City weighs decorum ordinance 

Speaking (politely) for the people

Recent Charleston City Council meetings have been lacking the theatrics of, say, former Councilman Wendell Gilliard's baggy pants mannequin. But they can apparently still bring out fierce emotions.

After City Councilman Tim Mallard's latest argument with city staff, fellow Councilman Aubry Alexander introduced a bill that would establish rules of decorum for the council. The city has established rules for the audience when speaking during public comment periods, but has no guidelines for how the council treats each other or the staff.

"Why aren't we holding ourselves to the same standard?" Alexander asks.
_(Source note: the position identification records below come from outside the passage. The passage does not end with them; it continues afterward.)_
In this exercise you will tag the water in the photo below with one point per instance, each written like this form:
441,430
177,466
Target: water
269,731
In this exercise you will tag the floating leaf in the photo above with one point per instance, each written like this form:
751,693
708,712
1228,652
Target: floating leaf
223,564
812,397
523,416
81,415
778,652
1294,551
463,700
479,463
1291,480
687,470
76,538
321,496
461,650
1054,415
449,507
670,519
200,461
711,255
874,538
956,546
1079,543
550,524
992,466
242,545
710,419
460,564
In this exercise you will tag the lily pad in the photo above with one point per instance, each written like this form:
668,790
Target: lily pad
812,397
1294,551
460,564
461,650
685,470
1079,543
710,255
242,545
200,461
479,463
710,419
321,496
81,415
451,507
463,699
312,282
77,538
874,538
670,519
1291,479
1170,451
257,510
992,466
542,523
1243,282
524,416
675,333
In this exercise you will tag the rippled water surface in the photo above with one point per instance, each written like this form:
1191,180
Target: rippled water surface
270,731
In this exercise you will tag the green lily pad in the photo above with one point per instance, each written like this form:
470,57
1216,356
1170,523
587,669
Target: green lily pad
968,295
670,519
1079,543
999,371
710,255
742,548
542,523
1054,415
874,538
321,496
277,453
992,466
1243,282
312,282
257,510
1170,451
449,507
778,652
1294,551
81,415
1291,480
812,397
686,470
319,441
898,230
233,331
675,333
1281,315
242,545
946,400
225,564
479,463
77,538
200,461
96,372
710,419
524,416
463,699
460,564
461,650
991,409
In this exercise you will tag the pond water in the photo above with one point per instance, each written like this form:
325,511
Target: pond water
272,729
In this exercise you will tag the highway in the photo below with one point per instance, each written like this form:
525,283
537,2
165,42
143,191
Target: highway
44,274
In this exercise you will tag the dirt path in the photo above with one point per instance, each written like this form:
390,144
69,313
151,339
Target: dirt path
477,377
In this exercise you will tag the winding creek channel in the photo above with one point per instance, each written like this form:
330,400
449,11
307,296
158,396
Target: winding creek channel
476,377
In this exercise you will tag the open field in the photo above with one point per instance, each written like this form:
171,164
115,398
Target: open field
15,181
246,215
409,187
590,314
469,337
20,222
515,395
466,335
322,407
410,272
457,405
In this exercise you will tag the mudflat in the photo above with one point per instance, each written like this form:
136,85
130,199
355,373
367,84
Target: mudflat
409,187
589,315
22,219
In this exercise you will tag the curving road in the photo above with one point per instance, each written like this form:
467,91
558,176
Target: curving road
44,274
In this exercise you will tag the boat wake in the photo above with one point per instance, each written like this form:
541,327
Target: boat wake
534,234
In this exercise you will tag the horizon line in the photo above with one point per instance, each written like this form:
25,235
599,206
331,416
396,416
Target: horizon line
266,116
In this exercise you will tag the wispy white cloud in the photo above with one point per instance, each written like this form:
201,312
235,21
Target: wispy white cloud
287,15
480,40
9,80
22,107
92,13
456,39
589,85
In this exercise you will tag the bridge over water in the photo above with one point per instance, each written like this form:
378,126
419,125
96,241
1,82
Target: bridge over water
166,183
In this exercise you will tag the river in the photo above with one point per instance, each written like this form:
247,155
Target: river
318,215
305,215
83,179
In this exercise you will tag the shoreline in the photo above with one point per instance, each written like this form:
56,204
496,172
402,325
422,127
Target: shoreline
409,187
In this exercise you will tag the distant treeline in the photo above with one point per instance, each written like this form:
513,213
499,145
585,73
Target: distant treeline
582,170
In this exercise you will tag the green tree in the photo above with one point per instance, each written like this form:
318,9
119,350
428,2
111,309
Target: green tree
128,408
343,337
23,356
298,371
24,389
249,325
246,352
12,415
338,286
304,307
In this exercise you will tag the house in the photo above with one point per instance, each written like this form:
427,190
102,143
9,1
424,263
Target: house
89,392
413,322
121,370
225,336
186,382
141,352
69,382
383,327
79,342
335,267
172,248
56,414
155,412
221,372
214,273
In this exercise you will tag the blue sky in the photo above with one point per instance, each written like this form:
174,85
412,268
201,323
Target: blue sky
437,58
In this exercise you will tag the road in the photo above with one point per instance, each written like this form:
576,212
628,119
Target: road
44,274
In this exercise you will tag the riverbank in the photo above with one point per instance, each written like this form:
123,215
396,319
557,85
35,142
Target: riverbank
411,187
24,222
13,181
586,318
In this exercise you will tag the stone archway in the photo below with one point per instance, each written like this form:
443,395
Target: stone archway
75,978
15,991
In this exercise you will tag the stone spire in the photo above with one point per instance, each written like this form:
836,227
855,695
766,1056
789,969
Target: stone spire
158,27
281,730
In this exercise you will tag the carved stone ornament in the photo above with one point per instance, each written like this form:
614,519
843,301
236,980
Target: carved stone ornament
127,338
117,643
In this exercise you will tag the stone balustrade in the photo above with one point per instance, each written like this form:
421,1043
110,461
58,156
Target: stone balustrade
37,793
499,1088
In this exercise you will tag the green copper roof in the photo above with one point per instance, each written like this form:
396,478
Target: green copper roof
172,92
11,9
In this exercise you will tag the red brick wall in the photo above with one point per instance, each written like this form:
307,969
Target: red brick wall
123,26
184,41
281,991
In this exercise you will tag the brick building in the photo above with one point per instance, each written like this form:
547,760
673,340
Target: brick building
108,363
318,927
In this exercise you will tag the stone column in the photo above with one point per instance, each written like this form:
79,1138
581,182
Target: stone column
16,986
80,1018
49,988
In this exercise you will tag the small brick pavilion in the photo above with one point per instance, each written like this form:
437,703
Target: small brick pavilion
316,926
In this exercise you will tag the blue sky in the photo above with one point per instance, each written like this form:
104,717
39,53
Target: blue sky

The proposal introduced to council last week would require council members to speak respectfully, limit private conversations during meetings, and avoid walking around or causing a disturbance while the council is voting on a matter. An offending council member would receive a warning and then be removed from the chambers if they did not comply. The ordinance would also make any violation a misdemeanor.

Alexander says the proposal was meant as "a hammer" to prompt discussion, but he's dedicated to getting some sort of rules passed.

Mallard says that he has apologized to the clerk for the recent outburst that prompted the proposed rules, but he won't apologize for trying to get a fair accounting of the city's business.

"I ask a lot of tough questions," he says. "If they don't want to answer your question, they say you're rude."